As significant players, Russia and China advocate for a rules-based order based on the United Nations (UN) principles and the importance of international law. They strongly advocate for a multipolar world order based on multilateral partnerships. Following on, they have been one of the most vocal critics of American unilateralism, denouncing its human rights perspective, interference in domestic affairs, and unilateral sanctions, among others. In essence, Russia and China emphasise respect for territorial sovereignty and equal participation of states in global governance. While supporting the UN resolution to tackle COVID-19, China urged countries to adhere to the collective struggle amidst US objections. Further, Russian Foreign Minister Sergei Lavrov spoke out against American exceptionalism at the UN and reiterated the significance of international law amidst the Russia-Ukraine crisis.

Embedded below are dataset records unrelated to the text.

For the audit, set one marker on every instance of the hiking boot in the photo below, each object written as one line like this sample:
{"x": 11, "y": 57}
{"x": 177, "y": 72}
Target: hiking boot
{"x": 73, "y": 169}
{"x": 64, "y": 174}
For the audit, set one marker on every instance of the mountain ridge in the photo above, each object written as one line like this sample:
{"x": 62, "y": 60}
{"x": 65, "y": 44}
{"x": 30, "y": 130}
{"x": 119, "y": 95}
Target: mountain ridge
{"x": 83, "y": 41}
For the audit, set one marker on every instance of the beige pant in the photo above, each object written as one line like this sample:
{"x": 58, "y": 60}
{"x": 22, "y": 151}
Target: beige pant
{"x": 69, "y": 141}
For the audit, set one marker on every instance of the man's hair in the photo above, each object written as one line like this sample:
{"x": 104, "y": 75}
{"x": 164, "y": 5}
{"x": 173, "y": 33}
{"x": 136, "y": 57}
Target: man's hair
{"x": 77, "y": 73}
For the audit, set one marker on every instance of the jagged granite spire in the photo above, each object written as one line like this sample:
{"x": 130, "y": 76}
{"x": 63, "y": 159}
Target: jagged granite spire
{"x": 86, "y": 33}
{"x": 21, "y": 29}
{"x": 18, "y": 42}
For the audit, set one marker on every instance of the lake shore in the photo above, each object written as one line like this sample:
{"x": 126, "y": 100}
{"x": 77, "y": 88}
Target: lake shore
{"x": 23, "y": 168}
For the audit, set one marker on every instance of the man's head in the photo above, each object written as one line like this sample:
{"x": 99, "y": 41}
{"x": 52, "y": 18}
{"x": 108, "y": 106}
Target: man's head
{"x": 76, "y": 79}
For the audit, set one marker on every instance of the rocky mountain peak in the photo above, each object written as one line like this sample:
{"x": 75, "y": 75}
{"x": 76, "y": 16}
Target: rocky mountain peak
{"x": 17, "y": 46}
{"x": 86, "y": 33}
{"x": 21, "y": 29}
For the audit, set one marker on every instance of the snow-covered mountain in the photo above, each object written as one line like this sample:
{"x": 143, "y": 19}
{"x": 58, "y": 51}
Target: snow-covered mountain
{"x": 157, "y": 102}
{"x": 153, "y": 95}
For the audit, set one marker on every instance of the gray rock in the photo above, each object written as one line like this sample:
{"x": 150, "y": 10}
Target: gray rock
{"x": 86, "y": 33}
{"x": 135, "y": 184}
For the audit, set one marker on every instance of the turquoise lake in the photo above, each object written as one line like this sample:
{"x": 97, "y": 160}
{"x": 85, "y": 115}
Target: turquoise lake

Defying American Unilateralism: The Case of India

India has been one of the foremost critics and defiers of American unilateralism, given its commitment to cooperative and respectful partnerships to address issues of mutual concern. Since the 1980s, pragmatism has been the foundation for India’s global initiatives advancing and defending its fundamental interests through multilateral involvement in groupings like the Shanghai Cooperation Organization, BRICS and QUAD, among others, while defying international regulations where necessary and being ready to execute such rules where interests coincide. India acknowledges that in a highly globalised world marked by non-conventional threats like terrorism, cybercrime and climate change, only through collaborative ventures can these problems be met.

Hence, when it comes to American unilateralism, India has yet to receive it warmly. In a speech at the JG Crawford Oration at the Australian National University, External Affairs Minister (EAM) S. Jaishankar remarked that the era of unilateralism was at its end. Jaishankar and his Russian counterpart, Sergei Lavrov, also stressed the need for a just and polycentric global order amidst the Russia-Ukraine conflict. Moreover, it has consistently defied the US imposition by consuming discounted Russian crude oil despite the warning of consequences, citing it as being in India’s interest. The EAM reiterated that India would continue to buy the oil despite the United States’ call for collective efforts to isolate Russia economically.

India has endeavoured to revamp multilateralism by calling for the democratisation of global institutions like the UN Security Council, committing itself to sustainable development and combating climate change through the Paris Accord, the Global Solar Alliance and the Coalition for Disaster Resilient Infrastructure, amongst others. Considering the aforementioned, India has persevered in raising its voice, urging countries to respect multilateral efforts to achieve common goals.

Road Ahead

As the world battles with numerous transnational challenges, global powers should pursue actions that consider the next generation’s future. As the dominant superpower, the onus is on the United States to balance its national interests while prioritising global cooperation and revitalising its role as leader of multilateral arrangements. Simultaneously, major powers like India must continue to be champions of multilateralism, adhering to UN principles and international law. Multilateral collaboration, as the most robust approach to solving problems that cut across national borders, must be reformed to meet 21st-century issues.

Datngenlut Suchiang is a PhD scholar at the Centre for Russian and Central Asian Studies, School of International Studies, Jawaharlal Nehru University, New Delhi, India.